Javier Giscard was wrong. There weren't twelve missiles in an Apollo pod; there were nine. Eight relatively standard attack missiles or EW platforms, and the Apollo missile-much larger than the others, and equipped with a down-sized, short-ranged two-way FTL communications link developed from the one deployed in the still larger Ghost Rider reco

The impeller wedges of the other missiles hid it and its pulsed transmissions from the sensors of Giscard's ships, and from his counter-missiles. But its position allowed it to monitor the standard telemetry links from the other missiles of its pod. And it also carried a far more capable AI than any standard attack missile-one capable of processing the data from all of the other missiles' tracking and homing systems and sending the result back to its mothership via grav-pulse.

The ships which had launched them had deployed the equally new Keyhole II platforms, equipped not with standard light-speed links for their offensive missiles, but with grav-pulse links. Virtually every Manticoran or Grayson ship which could currently deploy Keyhole II was in Eighth Fleet's order of battle, and Honor Alexander-Harrington had taken ruthless advantage of the capability when she formulated her attack plans.

The updated sensor information from the on-rushing missiles crossed the distance to the tactical sections and massively capable computers of the superdreadnoughts which had launched them virtually instantaneously. As did the corrections those tactical sections sent back.

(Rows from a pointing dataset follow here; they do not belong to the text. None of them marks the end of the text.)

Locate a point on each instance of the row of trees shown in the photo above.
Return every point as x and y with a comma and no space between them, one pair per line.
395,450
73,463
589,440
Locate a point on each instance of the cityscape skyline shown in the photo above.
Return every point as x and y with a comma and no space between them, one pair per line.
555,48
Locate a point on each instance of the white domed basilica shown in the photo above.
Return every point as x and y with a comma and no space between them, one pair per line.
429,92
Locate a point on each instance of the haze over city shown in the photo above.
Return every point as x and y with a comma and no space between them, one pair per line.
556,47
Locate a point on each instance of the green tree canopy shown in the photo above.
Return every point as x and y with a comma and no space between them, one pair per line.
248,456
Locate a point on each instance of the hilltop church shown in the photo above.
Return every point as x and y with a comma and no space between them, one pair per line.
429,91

In effect, Apollo gave the Royal Manticoran Navy real-time correction ability at any attainable missile range.

Javier Giscard's tactical officers didn't realize at first what they faced. In fact, most of them never did realize.

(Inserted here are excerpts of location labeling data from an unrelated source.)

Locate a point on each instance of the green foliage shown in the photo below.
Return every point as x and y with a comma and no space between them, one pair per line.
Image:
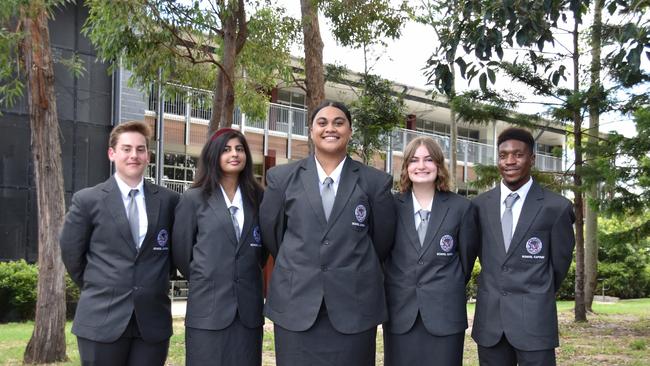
360,23
375,113
12,84
18,288
184,39
472,285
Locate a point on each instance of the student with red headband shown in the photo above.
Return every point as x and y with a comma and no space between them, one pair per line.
218,249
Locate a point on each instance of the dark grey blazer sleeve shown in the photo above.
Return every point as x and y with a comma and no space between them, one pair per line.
384,217
184,233
563,239
468,240
75,239
271,216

The Manty missiles ignored their decoys almost contemptuously, and those peculiar clumps of MDMs maneuvered with a precision no missile-defense officer had ever seen before. It was almost as if each clump were a single missile, one which bored in through the defensive shield of the task group's electronic warfare as if it didn't exist.

Counter-missiles began to fire, and something else very peculiar happened. The EW platforms seeded throughout the Manticoran salvo didn't come up simultaneously, or in groups, the way they ought to have. Instead, they came up individually, singly, almost as if they could actually see the counter-missiles and adjust their own sequences.

Dragons Teeth activated at precisely the right moment to draw the maximum number of counter-missiles into attacking the false targets. Dazzlers blasted the onboard sensors of other counter-missiles... just as the attack missiles behind them arced upward, or dove downward, to drive straight through the gap the Dazzlers had burned in the defensive envelope.

Not all the defensive missiles could be blinded or evaded, of course. There were simply too many of them. But their effectiveness was slashed.

The twelve superdreadnoughts of Task Force 82 had rolled quadruple patterns before they launched. Two hundred and eighty-eight Apollo pods had launched nineteen hundred attack missiles and and four hundred EW platforms, along with two hundred and eighty-eight control missiles.